Troile, a philosopher who traveled widely since the destruction of the Second City, found the scholar-king, Meneleus of Sparta, most fascinating. At the end of the night, Troile took Meneleus to her haven north of the city; there they spent the next several months deep in conversation. Finally, Troile decided that Meneleus possessed all the elements required to make him worthy of immortality. Thus, Meneleus became Embraced by Troile into the Brujah.
Menele was told about the Brujah utopia founded in the city of Carthage by his clanmate Altamira, and eventually the pair made their havens there. He was amazed by what the Cainites of Carthage had accomplished and soon fell into the role of traveling diplomat due to his reputation as a mighty warrior and orator.
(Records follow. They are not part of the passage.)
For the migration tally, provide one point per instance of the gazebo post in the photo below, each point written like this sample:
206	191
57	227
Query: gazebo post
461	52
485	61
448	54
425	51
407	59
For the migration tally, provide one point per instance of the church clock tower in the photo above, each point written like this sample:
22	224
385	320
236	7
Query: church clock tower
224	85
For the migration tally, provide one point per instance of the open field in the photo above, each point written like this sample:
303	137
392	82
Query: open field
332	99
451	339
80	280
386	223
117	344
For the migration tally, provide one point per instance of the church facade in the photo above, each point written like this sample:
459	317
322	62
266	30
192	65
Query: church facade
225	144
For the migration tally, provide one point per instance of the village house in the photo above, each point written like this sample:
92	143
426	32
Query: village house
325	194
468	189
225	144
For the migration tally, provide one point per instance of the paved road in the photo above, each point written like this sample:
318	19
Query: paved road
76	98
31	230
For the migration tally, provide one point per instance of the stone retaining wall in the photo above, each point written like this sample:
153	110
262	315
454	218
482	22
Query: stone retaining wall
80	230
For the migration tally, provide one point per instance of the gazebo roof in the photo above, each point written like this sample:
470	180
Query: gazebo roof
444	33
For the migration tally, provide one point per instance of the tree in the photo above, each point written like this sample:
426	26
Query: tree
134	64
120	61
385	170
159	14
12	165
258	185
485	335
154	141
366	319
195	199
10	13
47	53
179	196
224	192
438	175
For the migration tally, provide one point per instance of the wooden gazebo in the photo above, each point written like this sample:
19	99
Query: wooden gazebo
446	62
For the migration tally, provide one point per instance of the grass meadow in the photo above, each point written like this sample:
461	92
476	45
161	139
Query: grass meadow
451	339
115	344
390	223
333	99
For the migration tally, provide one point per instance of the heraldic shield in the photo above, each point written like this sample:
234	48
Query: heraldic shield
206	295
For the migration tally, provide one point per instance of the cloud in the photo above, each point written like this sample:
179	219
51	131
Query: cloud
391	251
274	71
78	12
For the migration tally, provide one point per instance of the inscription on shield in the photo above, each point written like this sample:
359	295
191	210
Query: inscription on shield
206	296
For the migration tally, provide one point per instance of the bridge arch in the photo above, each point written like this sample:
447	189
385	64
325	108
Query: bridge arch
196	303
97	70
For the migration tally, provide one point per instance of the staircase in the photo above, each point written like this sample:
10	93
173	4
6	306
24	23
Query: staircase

When the Punic Wars began, Meneleus left the city to seek aid from the Nosferatu and Gangrel of the southern continent. He was therefore not in the city by the time the great betrayal came – some say at the hands of a beautiful Toreador named Helena, who was Meneleus' nemesis.
The New WorldEdit
After Carthage was utterly destroyed by the Roman legions, Menele hunted Helena down to the city of Pompeii. There, he voluntarily entered his first Frenzy in a thousand years, and his anger was combined with a powerful thaumaturgic ritual that awakened a spirit of fire inside Mt. Vesuvius. Everything around the volcano was destroyed, and Meneleus himself only escaped Final Death by jumping into the harbor. His Toreador nemesis also somehow survived the catastrophic destruction of Pompeii.
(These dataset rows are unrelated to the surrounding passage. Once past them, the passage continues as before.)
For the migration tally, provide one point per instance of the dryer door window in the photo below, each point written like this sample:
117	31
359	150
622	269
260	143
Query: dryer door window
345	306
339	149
After this narrow escape, Helena was gaining the upper hand in the Old World through her ghoul Prias. Menele instructed his servants to sail westward with his torpid body searching for the what would modernly be known as the Americas. He somehow knew of the existence of the New World through ancient Phoenician legends, and became one of the first Cainites to make the voyage to the New World around 1415 CE. Once there, he was partially responsible for the Inca and Mayan rise to power, while trying to grow an army against his archrival in a "New Carthage".
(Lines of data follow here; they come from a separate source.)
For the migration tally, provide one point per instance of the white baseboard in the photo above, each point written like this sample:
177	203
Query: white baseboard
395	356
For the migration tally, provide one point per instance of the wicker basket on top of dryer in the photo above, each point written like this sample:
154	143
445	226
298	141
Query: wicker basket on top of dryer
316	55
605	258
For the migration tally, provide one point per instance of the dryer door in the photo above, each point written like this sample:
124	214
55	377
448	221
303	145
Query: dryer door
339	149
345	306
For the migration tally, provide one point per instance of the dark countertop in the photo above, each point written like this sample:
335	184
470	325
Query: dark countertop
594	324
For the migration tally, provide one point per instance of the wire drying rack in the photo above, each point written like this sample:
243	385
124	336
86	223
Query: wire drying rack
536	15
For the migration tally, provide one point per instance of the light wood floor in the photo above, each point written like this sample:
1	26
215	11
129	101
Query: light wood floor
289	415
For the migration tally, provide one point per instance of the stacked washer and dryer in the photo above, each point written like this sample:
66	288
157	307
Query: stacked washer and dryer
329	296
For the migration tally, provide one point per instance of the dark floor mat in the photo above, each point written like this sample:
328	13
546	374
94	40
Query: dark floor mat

The Spanish Conquistadors came, however, and wiped out the native population around the Yucatan peninsula under the guidance of Helena. Menele was forced to mingle with the Pueblo and flee to North America where he soon became a major influence over the Native American populations. For a long time, Menele dwelt peacefully in their midst, eventually even gaining the begrudging acceptance of the native Garou tribes of the region while he pursued further the elusive path of Golconda.
Peace was not meant to last. As Helena caught up to Meneleus, the rivals met again in the Battle of Fort Dearborn around 1812. The two methuselahs clashed in the middle of that struggle between the U.S. Army and the Native Americans, and as a result they both were tremendously wounded and succumbed to torpor. Nevertheless, their deep sleep did not mean the end of their feud, as they both called for their supporters through the disciplines of Presence and Auspex, waging a proxy war for the years to come.
During the epic War of Chicago in 1993, which saw the city's Cainites and Garou at each other's throats, Menele remained, for the most part, as an observer. But later, he made an attempt to use the Daughters of Cacophony to manipulate Helena via her pawn, the neonate Portia.
According to the Vampire 5th edition version of Chicago By Night, Menele has been drawn east by the Beckoning and so no longer slumbers under the city. The book also mentions that Critias has felt his bond to Menele snap, which may mean that Menele has died the final death.
- In Greek mythology, Menelaus was the first husband of Helen of Troy.
- Considering the time of his Embrace, Menele could be of the Leleges (aboriginals who predated the Greeks).